Ragioni del “tetto al debito” e del perché gli Stati Uniti non faranno default

Carlo Benetti

Se dal 1917 in avanti il Congresso ha sempre votato l’innalzamento del tetto, la novità di quest’anno è la radicalizzazione del confronto politico: i legislatori sono intrappolati dal mantenimento del consenso in un elettorato fortemente polarizzato e radicale, frutto avvelenato dell’èra Trump

Dopo l’incontro, definito “produttivo” ma inconcludente, di lunedì 22 maggio tra il presidente Joe Biden e lo speaker della Camera Kevin McCarthy, l’accordo sul tetto al debito federale sembra più vicino.

 
Se Repubblicani e Democratici non trovassero l’intesa, entro pochi giorni si prospetterebbe l’impensabile, il default degli Stati Uniti. Il Tesoro non avrebbe disponibile la liquidità necessaria per pagare gli stipendi ai militari, ai dipendenti federali, ai beneficiari dei programmi di Social Security, Medicare, Medicaid. Non ci saranno neppure i soldi per rimborsare i detentori dei titoli del Tesoro.

 
Merita ricordare che l'aumento del limite del debito non riguarda la spesa futura ma le nuove emissioni di debito per far fronte agli impegni che l’amministrazione ha già assunto. Il tetto al debito riguarda i conti passati, il braccio di ferro tra Repubblicani e Democratici riguarda le spese future: i Repubblicani subordinano il loro voto favorevole alla diminuzione della spesa sociale e la destinazione dei tagli alla difesa.
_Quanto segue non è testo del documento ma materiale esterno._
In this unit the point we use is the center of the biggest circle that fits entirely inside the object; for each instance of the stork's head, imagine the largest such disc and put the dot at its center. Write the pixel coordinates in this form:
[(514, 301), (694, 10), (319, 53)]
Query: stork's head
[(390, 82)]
Dall’altra parte i Democratici sono disponibili a contenere il deficit ma con interventi temporanei e trasversali: si tagli la spesa sociale ma si taglino anche i fondi al Pentagono.


A noi, contribuenti di un paese storicamente grande debitore, questa storia del “tetto al debito” sembra singolare: siamo abituati a vedere superato qualsiasi “tetto”, assuefatti nostro malgrado a certuni che considerano il debito pubblico “cosa d’altri”, una specie di monade leibniziana sospesa nel tempo e nello spazio priva di influenze da agenti esterni.


Il debito pubblico è invece cosa concretissima, il rimborso delle obbligazioni (dal latino obligatio, vincolo giuridico che costringe a onorare un impegno) è un onere che grava su tutti i contribuenti. Proprio perché è faccenda che tocca le tasche dei cittadini, nel bene (il buon funzionamento dei servizi) e nel male (lo sperpero di risorse), una volta conquistata l’Indipendenza dalla Gran Bretagna i Padri Fondatori posero limiti stringenti alla libertà di manovra del presidente: al Tesoro non era permesso emettere debito senza il voto del Congresso. Il “tetto al debito” è invece un lascito della Prima guerra mondiale, quando le risorse dovevano essere raccolte con rapidità. Con il Second Liberty Loan Act dell’ottobre 1917 il Congresso stabilì limiti aggregati all’indebitamento e fissò il tetto a quindici miliardi di dollari.

   
Se dal 1917 in avanti il Congresso ha sempre votato l’innalzamento del tetto, la novità di quest’anno è la radicalizzazione del confronto politico, i legislatori sono intrappolati dal mantenimento del consenso in un elettorato fortemente polarizzato e radicale, frutto avvelenato dell’èra Trump.

  
E i mercati finanziari come reagiscono all’ipotesi impensabile del default degli Stati Uniti?

  
La ritengono un’ipotesi fantascientifica. Janet Yellen ha ripetuto i suoi allarmi, chiede che il Congresso voti al più presto e allontani le conseguenze che patirebbero otto milioni di lavoratori, il mercato dei Treasury, le banche che sono già sotto pressione. Registri allarmati che però non hanno granché impensierito i mercati finanziari. Gli Stati Uniti  hanno sempre onorato ogni singola scadenza del proprio debito, uno dei motivi, non l’unico ma di peso, per cui il dollaro è ancora oggi la valuta globale e i Treasury sono considerati un “safe haven”, il porto sicuro nei momenti di pronunciata volatilità, obbligazioni sottoscritte sulla “piena fede e credito” del governo di Washington.

  
La storia bizzarra di questi anni ci ha abituati a molte prime volte, se venisse superata la data ultima per onorare stipendi e rimborsi non è difficile preconizzare scompiglio sui mercati finanziari e un ottundimento della fiducia negli asset americani. Gli osservatori fanno affidamento sull’assenza di precedenti storici. I segnali di nervosismo registrati dal rendimento del Treasury nel corso della settimana sono rientrati venerdì, sulle notizie di un accordo vicino. La volatilità è destinata ad amplificarsi o rientrare in base all’avanzamento delle trattative.